L’Italien Giuseppe Conte bravache face à l’UE et la France

EPA-EFE/GIAN EHRENZELLER

En pleine crise avec la France, le président du Conseil des ministres italien est intervenu à Strasbourg au Parlement européen durant une séance houleuse. Les principaux partis ont condamné l’attitude économique et politique de son gouvernement.

Quelques jours après le rappel, par la France, de son ambassadeur en Italie, une première depuis 1940, les Français ont écouté avec attention le discours du président du Conseil des ministres italien , Giuseppe Conte, mardi 12 février au soir, au Parlement européen.

L’élu avait déjà tenté de rattraper les errements de ses ministres, dont Luigi Di Maio Salvini, venu en France la semaine dernière rencontrer et soutenir des Gilets jaunes parmi les plus extrêmistes, lors d’une tribune au Monde. L’épisode avait été mal supporté par Paris, qui avait réagi violemment en rappelant son ambassadeur.

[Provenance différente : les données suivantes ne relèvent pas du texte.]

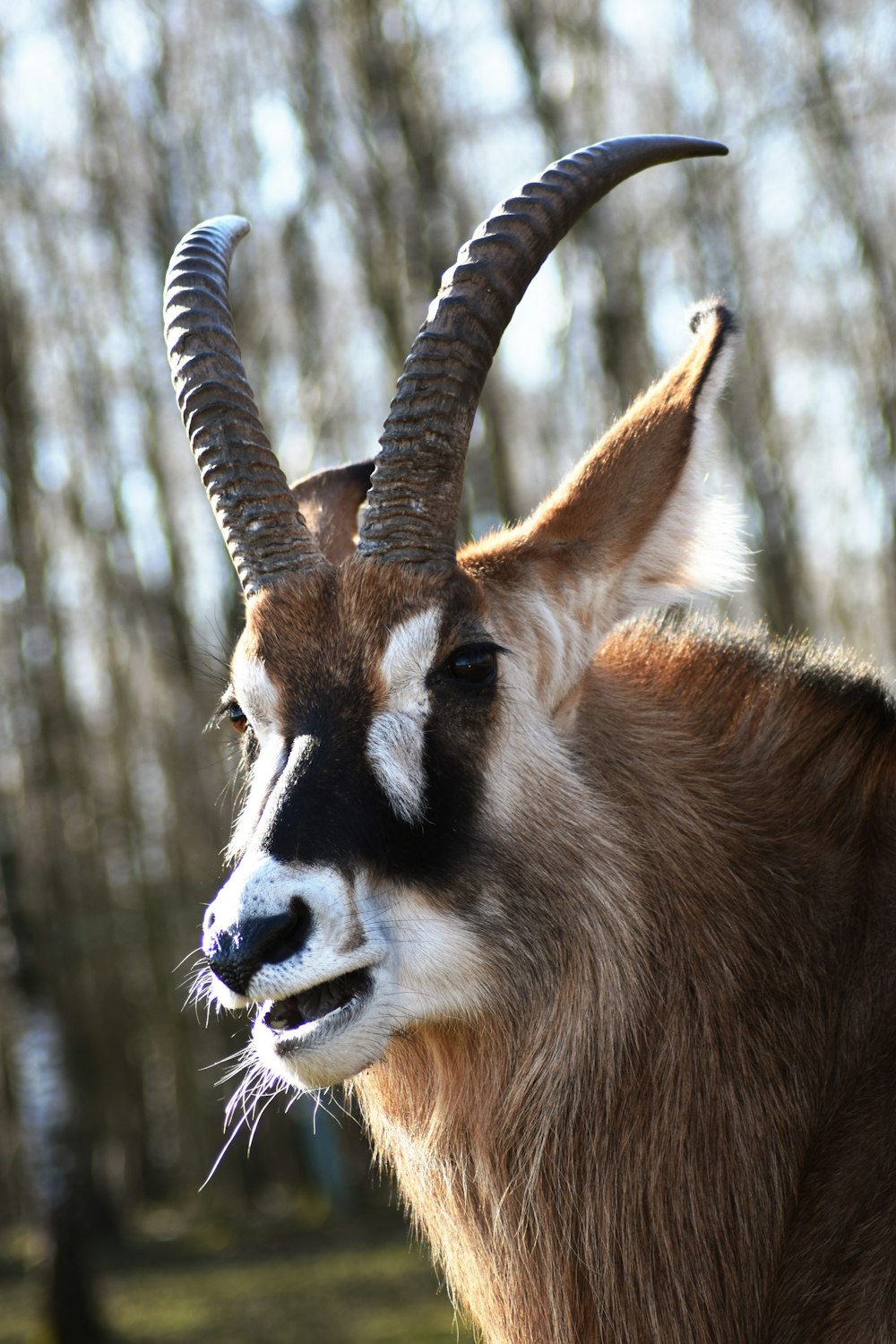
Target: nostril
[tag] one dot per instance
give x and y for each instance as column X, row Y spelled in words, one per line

Ce type de bisbilles entres états européens est plutôt rare, et d’ordinaire réservé à des régimes plus conservateurs, comme la Hongrie, qu’aux pays fondateurs de l’UE.

Giuseppe Conte s’est néanmoins fendu d’un discours en apparence pro-européen, tout en critiquant Bruxelles et les autres Etats membres, responsables à ses yeux de la crise sociale, de la non gestion de la crise des migrants, de situations économiques délétères dans certains Etats membres.

« Notre devoir est de relancer le projet européen, de lui redonner de la crédibilité et de la cohésion » a-t-il assuré.

Le numéro 2 de l’état italien a aussi appelé la France a partagé son siège au Conseil de sécurité de l’ONU, comme l’Allemagne le fait aussi.

« Aucun état membre ne peut seul jouer un rôle important, c’est pourquoi je souhaite que l’UE souhaite s’edxprime d’une seule voix au sein de Conseil de sécurité de l’ONU »

Vives critiques des leaders du Parlement européen

C’est surtout sur les questions économiques que son intervention a surpris.

« il faut garantir la solidarité économique des Etats membres » a réclamé le responsable politique, dont le pays laisse filer sa dette devant les yeux ébahis du reste du continent.

La Commission assure ne pas être « en guerre avec l’Italie»

La Commission européenne n’a pas l’intention de déclarer la guerre à l’Italie sur son budget, a assuré Jean-Claude Juncker après avoir rencontré le Premier ministre, Giuseppe Conte. Rome a toutefois confirmé que son budget ne changerait pas.

Le président du Conseil italien a assuré que son budget 2019 embarquait sont pays sur « la voie de la croissance et de la stabilité, tout en remettant de l’ordre dans les comptes». Des propos vivement critiqués par la suite par la Commission européenne, dans la bouche de Jyrki Katainen, mais aussi Manfred Weber ou Udo Bullman.

« Je suis très inquiète quand un pays s’engage dans un conflit avec la France. C’est une situation perdant-perdant » a prévu le leader des socialistes.

Guy Verhofstadt s’est montré le plus violent envers le chef du gouvernement populiste, évoquant en italien « «la dégénération politique » de l’Italie, qui avait commencé avec Berlusconi, et soulignant le fait que Luigi Di Maio et Matteo Salvini sont les vrais leaders du gouvernement.

Si l’Italie inquiète, elle n’est pas la seule. La réaction épidermique de la France qui a rappelé son ambassadeur sans prévenir qui que ce soit est aussi une source de préoccupations.

La délégation socialise française au Parlement européen a ainsi écrit son indignation à la ministre des affaires européennes, Nathalie Loiseau, ainsi qu’au ministre des Affaires étrangères, Jean-Yves Le Drian. de n’avoir pas été prévenue en amont, et a proposé d’avoir recours à la présence du président du Conseil italien au Parlement européen pour faire passer des messages.

Une proposition restée lettre morte : depuis son arrivée au pouvoir, la présidence française ne fait aucun usage des députés européens, qui n’ont pas rencontre le représentant permanent de la France auprès de l’UE, Philippe Léglise-Costa, depuis l’automne 2017.